In Kinexus Representative LLC v. Advent Software, Inc., C.A. No. 1161-VCN (July 5, 2012), the Court of Chancery granted defendant’s renewed Rule 41 motion to dismiss an action filed seven years ago which involved a dispute about an “earn out” payment related to defendant Advent’s acquisition of Kinexus Corp. approximately ten years ago.  A year ago, the Court denied the defendant’s Rule 41 motion to dismiss while severely criticizing the plaintiffs for their failure to take steps to prosecute the action.  The Court then entered a revised scheduling order, but unfortunately for the plaintiffs, nothing of any substance happened.  Indeed, the only things that changed in the interim were the reasons why the plaintiffs could not comply with the discovery schedule or proceed with the case — bankruptcy, a federal investigation, and the resignation of lead trial counsel. 

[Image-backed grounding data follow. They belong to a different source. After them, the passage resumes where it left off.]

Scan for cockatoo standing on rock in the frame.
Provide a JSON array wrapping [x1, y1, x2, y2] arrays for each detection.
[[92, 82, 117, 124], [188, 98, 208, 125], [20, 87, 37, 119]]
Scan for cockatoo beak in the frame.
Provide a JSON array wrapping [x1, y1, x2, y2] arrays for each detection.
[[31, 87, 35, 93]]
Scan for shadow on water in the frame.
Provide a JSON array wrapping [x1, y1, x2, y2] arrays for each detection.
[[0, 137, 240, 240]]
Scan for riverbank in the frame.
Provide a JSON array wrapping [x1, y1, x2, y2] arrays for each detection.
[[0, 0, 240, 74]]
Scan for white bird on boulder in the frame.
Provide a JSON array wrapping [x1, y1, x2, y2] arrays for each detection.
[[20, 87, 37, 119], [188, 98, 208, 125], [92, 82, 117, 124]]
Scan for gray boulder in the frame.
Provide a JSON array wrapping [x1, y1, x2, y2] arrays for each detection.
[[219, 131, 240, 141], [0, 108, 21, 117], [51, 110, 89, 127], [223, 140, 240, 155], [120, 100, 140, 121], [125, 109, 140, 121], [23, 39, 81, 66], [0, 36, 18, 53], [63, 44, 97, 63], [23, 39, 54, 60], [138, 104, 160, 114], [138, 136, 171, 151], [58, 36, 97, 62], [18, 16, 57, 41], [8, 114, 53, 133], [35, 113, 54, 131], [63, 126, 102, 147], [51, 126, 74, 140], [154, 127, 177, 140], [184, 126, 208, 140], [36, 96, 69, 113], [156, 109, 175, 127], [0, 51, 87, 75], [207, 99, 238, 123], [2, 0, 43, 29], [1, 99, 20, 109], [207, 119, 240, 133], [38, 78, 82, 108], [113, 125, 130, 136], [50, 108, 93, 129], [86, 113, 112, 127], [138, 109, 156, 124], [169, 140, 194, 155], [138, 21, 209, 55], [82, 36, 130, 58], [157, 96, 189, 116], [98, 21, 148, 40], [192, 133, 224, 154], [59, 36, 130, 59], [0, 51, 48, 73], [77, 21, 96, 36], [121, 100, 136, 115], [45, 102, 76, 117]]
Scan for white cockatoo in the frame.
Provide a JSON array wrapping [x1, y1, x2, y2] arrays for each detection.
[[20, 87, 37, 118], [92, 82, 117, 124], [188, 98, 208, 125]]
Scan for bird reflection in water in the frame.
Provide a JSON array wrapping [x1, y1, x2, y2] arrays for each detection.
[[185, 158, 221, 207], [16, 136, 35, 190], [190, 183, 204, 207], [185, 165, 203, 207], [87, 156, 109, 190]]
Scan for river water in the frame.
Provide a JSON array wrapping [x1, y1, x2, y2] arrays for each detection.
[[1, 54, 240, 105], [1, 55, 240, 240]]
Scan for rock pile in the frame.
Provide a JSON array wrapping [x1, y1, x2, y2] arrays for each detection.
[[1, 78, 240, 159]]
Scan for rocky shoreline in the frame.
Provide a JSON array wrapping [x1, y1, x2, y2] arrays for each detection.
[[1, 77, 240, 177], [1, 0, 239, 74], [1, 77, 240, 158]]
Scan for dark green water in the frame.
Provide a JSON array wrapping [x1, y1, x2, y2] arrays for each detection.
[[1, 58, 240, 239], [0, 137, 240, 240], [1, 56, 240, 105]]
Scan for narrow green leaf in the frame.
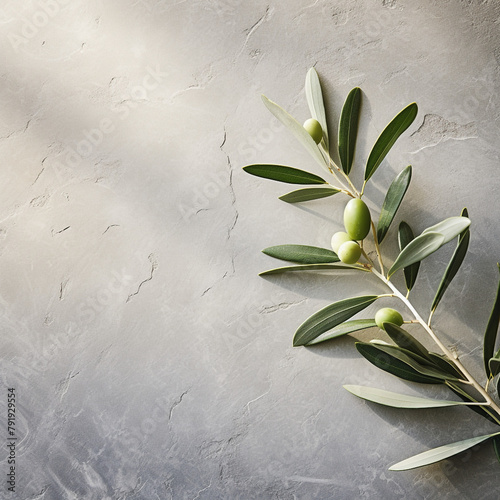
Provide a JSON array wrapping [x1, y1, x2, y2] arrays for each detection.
[[293, 296, 379, 346], [389, 232, 445, 278], [359, 342, 460, 382], [364, 102, 418, 182], [259, 263, 367, 276], [377, 165, 412, 243], [261, 95, 329, 173], [484, 264, 500, 377], [307, 319, 377, 345], [262, 244, 339, 264], [305, 68, 329, 151], [279, 187, 339, 203], [355, 342, 444, 384], [431, 209, 470, 313], [338, 87, 361, 175], [383, 323, 431, 361], [447, 382, 499, 425], [344, 385, 471, 409], [243, 164, 326, 185], [493, 436, 500, 465], [422, 216, 471, 245], [427, 353, 464, 379], [389, 433, 500, 471], [398, 221, 420, 291]]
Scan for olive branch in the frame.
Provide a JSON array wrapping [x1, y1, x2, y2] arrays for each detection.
[[242, 68, 500, 471]]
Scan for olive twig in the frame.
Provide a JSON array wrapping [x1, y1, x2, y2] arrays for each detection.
[[372, 267, 500, 419]]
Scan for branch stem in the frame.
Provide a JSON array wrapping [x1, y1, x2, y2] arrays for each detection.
[[371, 268, 500, 418]]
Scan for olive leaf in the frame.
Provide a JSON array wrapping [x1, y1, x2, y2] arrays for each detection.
[[358, 342, 460, 382], [377, 165, 412, 244], [388, 232, 445, 278], [493, 437, 500, 465], [355, 342, 446, 384], [338, 87, 361, 175], [447, 382, 499, 425], [305, 68, 329, 151], [430, 208, 470, 313], [398, 221, 420, 291], [243, 164, 326, 185], [364, 102, 418, 182], [484, 264, 500, 377], [279, 187, 340, 203], [259, 263, 367, 276], [262, 244, 339, 264], [389, 217, 471, 278], [261, 95, 330, 174], [389, 433, 500, 471], [421, 216, 471, 245], [293, 296, 379, 346], [427, 353, 464, 379], [307, 319, 377, 345], [344, 385, 471, 409], [382, 322, 431, 362]]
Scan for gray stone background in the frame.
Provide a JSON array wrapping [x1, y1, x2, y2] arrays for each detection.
[[1, 0, 500, 498]]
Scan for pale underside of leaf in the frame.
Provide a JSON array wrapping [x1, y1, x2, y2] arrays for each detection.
[[259, 263, 367, 276], [388, 232, 445, 278], [307, 319, 376, 345], [305, 68, 329, 151], [344, 385, 471, 409], [389, 433, 500, 471], [422, 216, 471, 245], [261, 95, 330, 174]]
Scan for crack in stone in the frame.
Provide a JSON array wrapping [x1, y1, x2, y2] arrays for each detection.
[[220, 127, 239, 241], [410, 113, 477, 153], [126, 253, 158, 303], [235, 6, 272, 61], [259, 299, 306, 314], [52, 226, 70, 236], [169, 390, 188, 421], [192, 480, 212, 500], [57, 371, 80, 401], [59, 278, 70, 300], [102, 224, 119, 235]]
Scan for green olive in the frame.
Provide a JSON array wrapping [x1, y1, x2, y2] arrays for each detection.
[[331, 231, 353, 254], [337, 241, 361, 264], [375, 307, 404, 330], [343, 198, 371, 241], [303, 118, 323, 144]]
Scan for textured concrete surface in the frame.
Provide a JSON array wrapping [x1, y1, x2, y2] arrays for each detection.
[[1, 0, 500, 498]]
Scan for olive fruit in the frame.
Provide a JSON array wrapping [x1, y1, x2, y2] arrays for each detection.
[[375, 307, 404, 330], [343, 198, 371, 241], [303, 118, 323, 144], [331, 231, 353, 254], [337, 241, 361, 264]]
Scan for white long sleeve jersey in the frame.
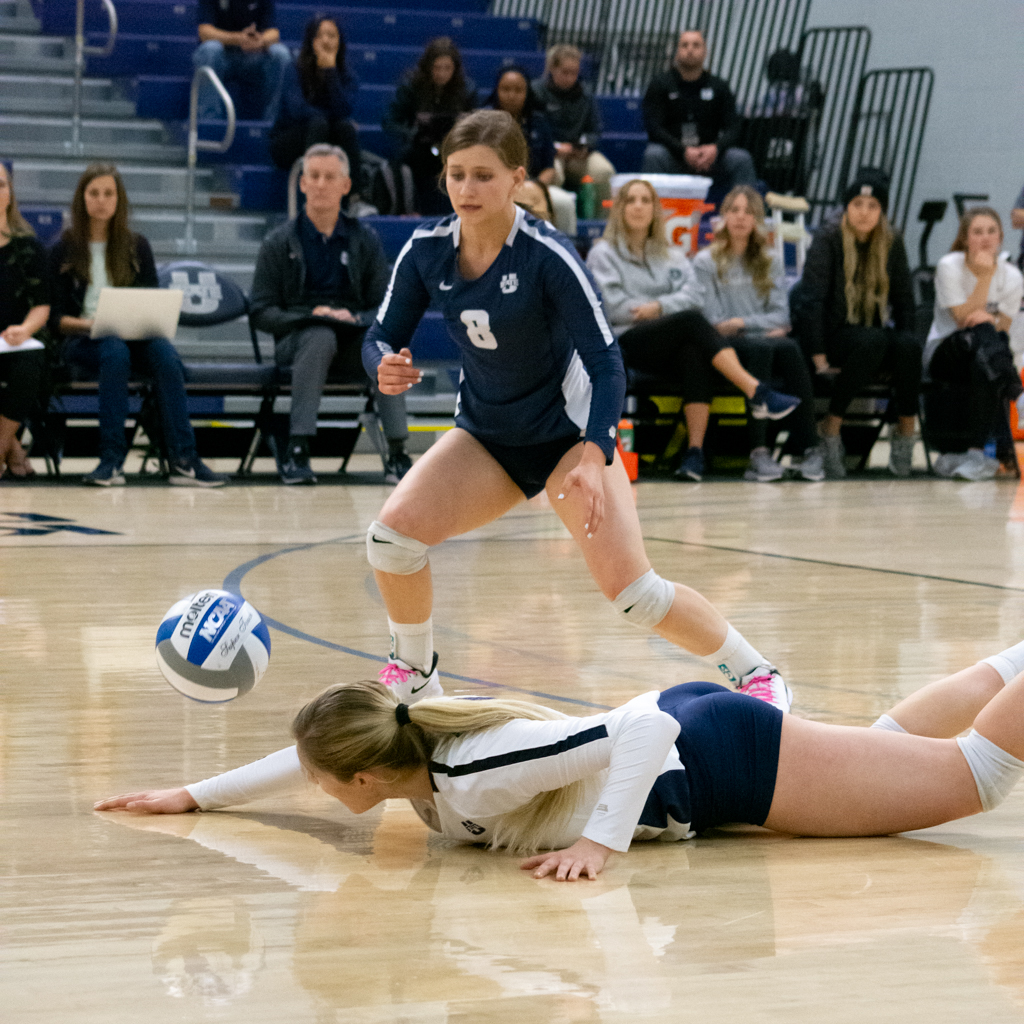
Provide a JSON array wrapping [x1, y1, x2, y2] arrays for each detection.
[[186, 692, 694, 852]]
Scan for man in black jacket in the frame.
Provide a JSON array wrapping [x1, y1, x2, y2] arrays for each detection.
[[641, 29, 756, 192], [250, 144, 410, 484]]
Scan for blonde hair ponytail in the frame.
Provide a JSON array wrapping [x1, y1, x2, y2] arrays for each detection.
[[292, 681, 586, 855]]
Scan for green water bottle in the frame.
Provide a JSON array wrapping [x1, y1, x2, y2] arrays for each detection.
[[577, 174, 596, 220]]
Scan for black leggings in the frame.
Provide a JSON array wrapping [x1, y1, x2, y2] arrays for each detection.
[[929, 324, 1019, 449], [732, 334, 818, 452], [826, 325, 922, 419], [0, 347, 44, 424], [618, 309, 728, 406], [270, 114, 362, 190]]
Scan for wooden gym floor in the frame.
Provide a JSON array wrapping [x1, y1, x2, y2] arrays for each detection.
[[3, 458, 1024, 1023]]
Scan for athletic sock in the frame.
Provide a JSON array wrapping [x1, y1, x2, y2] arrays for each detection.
[[981, 639, 1024, 685], [870, 713, 907, 733], [388, 617, 433, 674], [708, 624, 766, 686]]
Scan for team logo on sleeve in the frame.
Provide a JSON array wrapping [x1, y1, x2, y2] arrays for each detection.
[[499, 273, 519, 294]]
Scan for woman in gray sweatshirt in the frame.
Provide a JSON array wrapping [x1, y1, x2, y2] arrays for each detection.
[[693, 186, 823, 481], [586, 178, 799, 481]]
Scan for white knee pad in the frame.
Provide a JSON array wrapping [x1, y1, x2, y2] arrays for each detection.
[[957, 730, 1024, 812], [366, 520, 429, 575], [612, 570, 675, 630]]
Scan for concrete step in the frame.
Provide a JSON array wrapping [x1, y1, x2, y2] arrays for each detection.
[[12, 160, 233, 208], [0, 74, 135, 117], [0, 115, 185, 161], [0, 0, 40, 35], [134, 210, 273, 257], [0, 33, 74, 73]]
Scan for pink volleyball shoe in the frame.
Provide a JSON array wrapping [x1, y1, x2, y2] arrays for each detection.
[[736, 665, 793, 713], [378, 652, 443, 703]]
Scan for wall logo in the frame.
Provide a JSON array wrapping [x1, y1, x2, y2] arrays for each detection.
[[0, 513, 120, 538], [171, 270, 222, 315]]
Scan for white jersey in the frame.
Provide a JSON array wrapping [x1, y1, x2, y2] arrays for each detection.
[[186, 692, 695, 853]]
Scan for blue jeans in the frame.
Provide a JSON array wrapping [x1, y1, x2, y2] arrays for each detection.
[[63, 335, 197, 465], [641, 143, 757, 190], [192, 40, 291, 120]]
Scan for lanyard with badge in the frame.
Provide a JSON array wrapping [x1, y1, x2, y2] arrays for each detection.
[[681, 84, 716, 148]]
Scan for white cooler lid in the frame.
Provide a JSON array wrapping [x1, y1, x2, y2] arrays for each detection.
[[609, 173, 712, 200]]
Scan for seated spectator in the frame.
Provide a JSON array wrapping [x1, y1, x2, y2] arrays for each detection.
[[484, 63, 576, 236], [532, 44, 615, 216], [693, 186, 824, 481], [383, 37, 475, 216], [790, 168, 920, 479], [51, 164, 226, 488], [193, 0, 291, 120], [0, 162, 48, 480], [924, 207, 1024, 481], [270, 17, 361, 194], [250, 144, 410, 486], [586, 178, 799, 482], [641, 29, 756, 196], [1012, 184, 1024, 271], [514, 178, 554, 223]]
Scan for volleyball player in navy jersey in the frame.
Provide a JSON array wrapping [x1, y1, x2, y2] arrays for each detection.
[[360, 109, 790, 711]]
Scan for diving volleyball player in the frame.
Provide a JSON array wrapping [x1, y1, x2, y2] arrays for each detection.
[[97, 637, 1024, 882], [358, 109, 796, 711]]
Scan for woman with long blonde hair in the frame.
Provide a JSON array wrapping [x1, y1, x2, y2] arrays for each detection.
[[693, 186, 823, 481], [586, 178, 800, 482], [0, 161, 49, 479], [98, 627, 1024, 883], [790, 168, 919, 478]]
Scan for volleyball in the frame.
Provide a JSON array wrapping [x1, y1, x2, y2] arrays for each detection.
[[155, 589, 271, 703]]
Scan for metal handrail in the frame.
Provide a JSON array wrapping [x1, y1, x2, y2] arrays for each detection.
[[177, 66, 236, 254], [70, 0, 118, 154], [287, 156, 303, 220]]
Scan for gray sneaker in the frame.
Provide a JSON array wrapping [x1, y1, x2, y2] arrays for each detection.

Under Court of Chancery Rule 41(b), the Court may dismiss an action for a failure to prosecute the matter or a failure to comply with a court order.  Noting that prejudice to the defendant included additional costs; extensive turnover in personnel making it more burdensome to find appropriate witnesses and  “the simple fact that the passage of a decade from the events in question will dim memories,” the Court found that both components of Rule 41(b) were met — the plaintiffs had failed to prosecute the case and to comply with the Court’s scheduling order.